Last time, we looked at crashes caused by a DLL being removed from memory behind everybody’s back, causing crashes when somebody tried to call into that no-longer-there DLL that everybody thought was still there.

A colleague of mine who was looking at other crashes coming from this process found that most of those other crashes were also of the form “a data structure was corrupted because somebody wrote the single byte 01 into it.” That piece of information made everything fall into place for my side of the investigation.

We saw earlier that the bottom bit of the HMODULE is set for datafile module handles. Therefore, if one of these stray 01 bytes happens to overwrite the bottom byte of an existing HMODULE handle, that turns it into a (fake) datafile module handle. And then, during process destruction, a component dutifully cleans up the DLLs they loaded by freeing them (say because they were stored in an RAII type like wil::unique_hmodule), the code will pass this (fake) datafile module handle to FreeLibrary. The FreeLibrary function sees the bottom bit set and says, “Oh, this must be the handle to a module that was loaded via LOAD_LIBRARY_AS_DATAFILE,” so it frees it as a datafile.

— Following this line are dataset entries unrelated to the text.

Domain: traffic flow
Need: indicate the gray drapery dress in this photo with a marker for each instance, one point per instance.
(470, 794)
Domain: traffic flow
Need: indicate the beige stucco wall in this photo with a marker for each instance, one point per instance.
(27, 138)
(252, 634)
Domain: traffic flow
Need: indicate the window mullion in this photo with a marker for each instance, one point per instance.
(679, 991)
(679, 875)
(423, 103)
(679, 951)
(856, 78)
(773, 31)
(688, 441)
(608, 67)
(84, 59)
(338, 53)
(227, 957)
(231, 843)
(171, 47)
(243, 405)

Freeing a datafile module means undoing the steps that were taken when the module was loaded as a datafile: Unmapping the DLL from memory. In particular, loading a module as a datafile does not add the DLL to the list of DLLs that were loaded as code; therefore, unloading a datafile module doesn’t remove it from that list. As far as the DLL list is concerned, the DLL is still in memory.

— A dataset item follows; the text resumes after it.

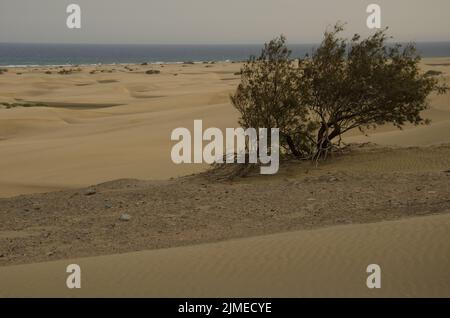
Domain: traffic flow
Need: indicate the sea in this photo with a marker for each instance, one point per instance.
(27, 54)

A one-bit error caused the code to lie and attempt to free a module handle that did not correspond to a LoadLibrary call, resulting in mass havoc.

The “DLL unmapped from memory” crash is just an alternate manifestation of the “somebody is writing 01 bytes to places they shouldn’t” bug. The original bug had a larger bucket spray than we initially thought.

The good news is that all of the crashes have funneled down to a single bug. The bad news is that you now have to debug this one memory corruption bug.

Unfortunately, at the time of this writing, the root memory corruption bug in the third party program has yet to be identified. We don’t know whether it’s coming from an operating system component or from the program itself. Though the fact that it appears to occur only in one process, where it sprays across multiple modules, suggests that it’s a problem with that program, or that there’s something peculiar about how this specific process uses the system.

If you look at the original stack trace, you can see that the problem is occurring at process termination. That’s probably why the problem has lurked for so long: Crashes at exit often go unnoticed because there is no end-user loss of functionality. The user was finished with the program anyway. Whether it exits cleanly or with a crash doesn’t affect the user much.

Sorry. Not all stories have a happy ending.